噴火がいつ起きるかわからないから、防壁は、たとえば、高さ1メートルごとでもいいから、高さの低いものをまず造って、その上に、コンクリートを追加して、少しずつ、高くして行く工法がいいと思う。」

「…

それなら、防壁が完成する前に、火砕流が襲来しても、可能な限り高くした防壁で、火砕流の下方の部分は、防げるから、被害は軽減出来るわね!!」

「防壁よりも高い位置の火砕流は、防壁の上を越えて、内側に侵入して、守るべき施設、たとえば、出入口や通風口などの上に落下して来るでしょうね…」

「…

上から侵入してくる火砕流には、岩石や溶岩などの重いものは、含まれていないんじゃないかな?
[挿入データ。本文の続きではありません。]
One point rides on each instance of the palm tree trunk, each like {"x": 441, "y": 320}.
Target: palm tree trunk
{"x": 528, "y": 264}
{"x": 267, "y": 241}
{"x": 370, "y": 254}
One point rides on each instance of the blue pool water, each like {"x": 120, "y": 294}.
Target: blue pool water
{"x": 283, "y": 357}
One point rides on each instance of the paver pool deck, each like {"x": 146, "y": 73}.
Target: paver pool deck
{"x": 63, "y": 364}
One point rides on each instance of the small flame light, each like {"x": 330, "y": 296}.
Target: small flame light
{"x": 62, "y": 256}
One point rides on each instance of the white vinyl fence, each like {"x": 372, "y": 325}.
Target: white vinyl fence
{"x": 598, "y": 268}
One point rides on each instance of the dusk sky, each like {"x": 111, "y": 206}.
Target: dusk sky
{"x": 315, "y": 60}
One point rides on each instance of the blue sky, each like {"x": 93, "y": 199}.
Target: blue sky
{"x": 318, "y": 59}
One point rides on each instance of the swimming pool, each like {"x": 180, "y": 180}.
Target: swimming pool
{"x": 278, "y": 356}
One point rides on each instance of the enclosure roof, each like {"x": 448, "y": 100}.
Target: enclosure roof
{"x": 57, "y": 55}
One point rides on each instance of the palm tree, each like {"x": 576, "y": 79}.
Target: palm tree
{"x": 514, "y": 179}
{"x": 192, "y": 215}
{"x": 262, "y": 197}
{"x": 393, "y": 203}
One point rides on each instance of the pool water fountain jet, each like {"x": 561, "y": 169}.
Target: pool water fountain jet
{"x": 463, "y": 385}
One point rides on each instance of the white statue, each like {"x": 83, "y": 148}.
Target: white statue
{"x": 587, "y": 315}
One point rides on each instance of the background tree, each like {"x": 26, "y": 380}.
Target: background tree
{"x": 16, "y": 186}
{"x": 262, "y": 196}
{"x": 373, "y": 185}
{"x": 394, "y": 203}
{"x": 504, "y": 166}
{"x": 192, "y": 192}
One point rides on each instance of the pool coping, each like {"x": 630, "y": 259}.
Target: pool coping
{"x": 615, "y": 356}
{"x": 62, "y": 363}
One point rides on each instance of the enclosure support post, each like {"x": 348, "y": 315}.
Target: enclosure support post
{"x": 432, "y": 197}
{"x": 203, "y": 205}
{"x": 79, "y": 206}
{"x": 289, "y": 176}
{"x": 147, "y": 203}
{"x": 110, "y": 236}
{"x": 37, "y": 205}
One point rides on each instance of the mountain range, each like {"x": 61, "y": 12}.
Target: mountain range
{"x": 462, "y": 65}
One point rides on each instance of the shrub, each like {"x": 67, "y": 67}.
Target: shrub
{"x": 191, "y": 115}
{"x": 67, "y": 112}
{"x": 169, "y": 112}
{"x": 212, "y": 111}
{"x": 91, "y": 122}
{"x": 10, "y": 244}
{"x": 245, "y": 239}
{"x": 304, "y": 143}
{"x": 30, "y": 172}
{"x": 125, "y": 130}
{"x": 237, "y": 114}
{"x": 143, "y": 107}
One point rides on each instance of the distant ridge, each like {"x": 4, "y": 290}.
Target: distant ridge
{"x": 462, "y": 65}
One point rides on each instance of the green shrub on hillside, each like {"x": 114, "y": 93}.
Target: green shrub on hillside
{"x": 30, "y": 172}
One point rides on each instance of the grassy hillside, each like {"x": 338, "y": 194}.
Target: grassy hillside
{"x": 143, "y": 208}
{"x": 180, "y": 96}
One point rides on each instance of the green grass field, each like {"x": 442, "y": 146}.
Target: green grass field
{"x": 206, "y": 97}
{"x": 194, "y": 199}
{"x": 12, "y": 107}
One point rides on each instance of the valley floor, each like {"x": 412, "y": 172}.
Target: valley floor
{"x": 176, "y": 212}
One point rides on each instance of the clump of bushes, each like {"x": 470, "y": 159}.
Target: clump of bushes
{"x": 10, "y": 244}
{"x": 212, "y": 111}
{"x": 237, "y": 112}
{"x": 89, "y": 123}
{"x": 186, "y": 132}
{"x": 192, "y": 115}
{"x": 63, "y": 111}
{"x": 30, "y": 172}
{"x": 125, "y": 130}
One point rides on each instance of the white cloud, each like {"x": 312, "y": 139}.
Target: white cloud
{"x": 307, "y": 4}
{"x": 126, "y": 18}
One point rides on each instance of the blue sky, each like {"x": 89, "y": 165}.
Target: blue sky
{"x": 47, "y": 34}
重いものは、火砕流の下のほうに集中していると思う…」

「…

そうね…!!

火砕流には、直径何メートルもの大きな岩石や固まった溶岩や、時には、破壊された建築物や乗り物などが、含まれているけど、それらは、空気よりもはるかに重いから、地上や、氷の上を、転がって来ることになるのね!!」

「…

とすると、重いものは、全て、火砕流の下方に集中して、存在しているのですね!!」

「…

たとえば、直径10メートルもの岩石や溶岩が含まれていたとしても、それは、地上か氷の上を転がって来るから、高さ10メートルの防壁で、防げるんじゃないかな?」

「…

火砕流に含まれているいちばん大きな岩石や溶岩などよりも高い防壁があれば、火砕流に含まれている重いものは、全て、防げるのね?!」

「…

そうなりますね!!

火山灰や、小さくて軽い噴石や、火山性ガスや水蒸気や大気などは、火砕流の高さいっぱいに拡がっているので、防壁の上を越えて、内側に侵入して、守るべき施設の上に落下して来るでしょうが、火山灰と噴石は、軽いですから、施設に被害は及ばないでしょうね!!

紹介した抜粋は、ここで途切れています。